Simpatia che non è mero sentimentalismo di circostanza, ma che dice piuttosto un desiderio di essere corpo di comunione con il suo presbiterio, e proprio di questo ci ha parlato all’inizio: “La prima nota, che mi sta particolarmente a cuore, è quella dell’unità e della comunione.” Tema inaugurale e programmatico, fondato sulla sua storia spirituale di agostiniano: “Sono un figlio di Sant’Agostino, agostiniano, che ha detto: ‘Con voi sono cristiano e per voi vescovo’. In questo senso possiamo tutti camminare insieme verso quella patria che Dio ci ha preparato”, aveva detto appena uscito incontro al mondo in quel pomeriggio dell’8 maggio.

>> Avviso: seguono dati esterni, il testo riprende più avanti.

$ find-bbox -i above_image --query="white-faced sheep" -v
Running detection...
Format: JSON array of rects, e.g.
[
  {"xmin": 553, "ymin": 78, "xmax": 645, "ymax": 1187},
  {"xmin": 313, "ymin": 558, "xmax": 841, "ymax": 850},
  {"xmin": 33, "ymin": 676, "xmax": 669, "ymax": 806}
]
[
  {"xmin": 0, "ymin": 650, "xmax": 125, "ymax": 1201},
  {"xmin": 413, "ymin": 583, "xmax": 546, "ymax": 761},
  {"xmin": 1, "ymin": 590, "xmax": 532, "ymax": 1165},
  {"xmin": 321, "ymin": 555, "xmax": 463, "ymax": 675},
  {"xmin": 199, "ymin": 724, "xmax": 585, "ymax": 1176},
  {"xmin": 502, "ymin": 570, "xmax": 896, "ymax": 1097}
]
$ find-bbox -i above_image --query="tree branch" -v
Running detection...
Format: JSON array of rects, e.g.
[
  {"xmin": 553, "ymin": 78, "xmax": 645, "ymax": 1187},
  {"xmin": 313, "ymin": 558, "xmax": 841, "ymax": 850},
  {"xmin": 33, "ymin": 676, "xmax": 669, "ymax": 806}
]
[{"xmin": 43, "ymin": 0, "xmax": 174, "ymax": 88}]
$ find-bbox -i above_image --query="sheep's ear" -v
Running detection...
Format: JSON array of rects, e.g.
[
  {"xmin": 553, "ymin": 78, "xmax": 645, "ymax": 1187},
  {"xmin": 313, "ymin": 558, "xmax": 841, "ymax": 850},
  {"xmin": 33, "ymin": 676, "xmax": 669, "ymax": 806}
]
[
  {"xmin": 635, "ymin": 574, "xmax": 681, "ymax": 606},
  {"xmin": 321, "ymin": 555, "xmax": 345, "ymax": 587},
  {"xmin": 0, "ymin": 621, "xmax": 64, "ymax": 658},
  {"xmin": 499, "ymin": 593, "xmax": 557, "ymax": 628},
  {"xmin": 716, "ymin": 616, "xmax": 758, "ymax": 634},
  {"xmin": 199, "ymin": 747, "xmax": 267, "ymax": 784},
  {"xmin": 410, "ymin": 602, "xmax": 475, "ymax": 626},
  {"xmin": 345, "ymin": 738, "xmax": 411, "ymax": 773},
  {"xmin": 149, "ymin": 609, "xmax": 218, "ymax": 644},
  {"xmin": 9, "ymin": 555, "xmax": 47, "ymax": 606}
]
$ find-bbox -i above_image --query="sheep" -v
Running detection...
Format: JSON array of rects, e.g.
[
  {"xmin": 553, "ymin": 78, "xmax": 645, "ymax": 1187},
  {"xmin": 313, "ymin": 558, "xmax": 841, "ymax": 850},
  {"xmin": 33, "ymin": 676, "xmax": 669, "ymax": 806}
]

Più volte oggi l’ha ribadito: “Io vorrei aiutarvi, camminare con voi”, “vi assicuro la mia vicinanza, il mio affetto e la mia disponibilità a camminare con voi.” Camminare insieme è l’immagine più essenziale della Chiesa pellegrina sulla terra, del popolo di Dio in cui l’atomizzazione soggettivista deve essere ogni giorno di nuovo sconfitta dall’amore, dal porre il baricentro non in se stessi e nel proprio protagonismo, ma nell’unità che supera ognuno perché include tutti.
E in questa unità, da credere, volere e riconoscere, anche noi possiamo riacquisire quel coraggio profetico oggi più che mai necessario: “Il Signore ha voluto proprio noi in questo tempo pieno di sfide che, a volte, ci appaiono più grandi delle nostre forze. Queste sfide siamo chiamati ad abbracciarle, a interpretarle evangelicamente, a viverle come occasioni di testimonianza. Non scappiamo di fronte ad esse!”
Possiamo abbattere il muro di “un clima culturale che favorisce l’isolamento o l’autoreferenzialità” perché sappiamo che c’è uno, vicario di un Altro, che fa il tifo per noi e per le nostre lotte quotidiane. Leone, con il suo sorriso gentile e la serena fermezza dei gesti e dei simboli, ci invoglia e ci invita ad avere anche noi un cuor di leone e, con fierezza e dolcezza, a far avanzare di un altro passo l’umanità verso il Regno di Dio.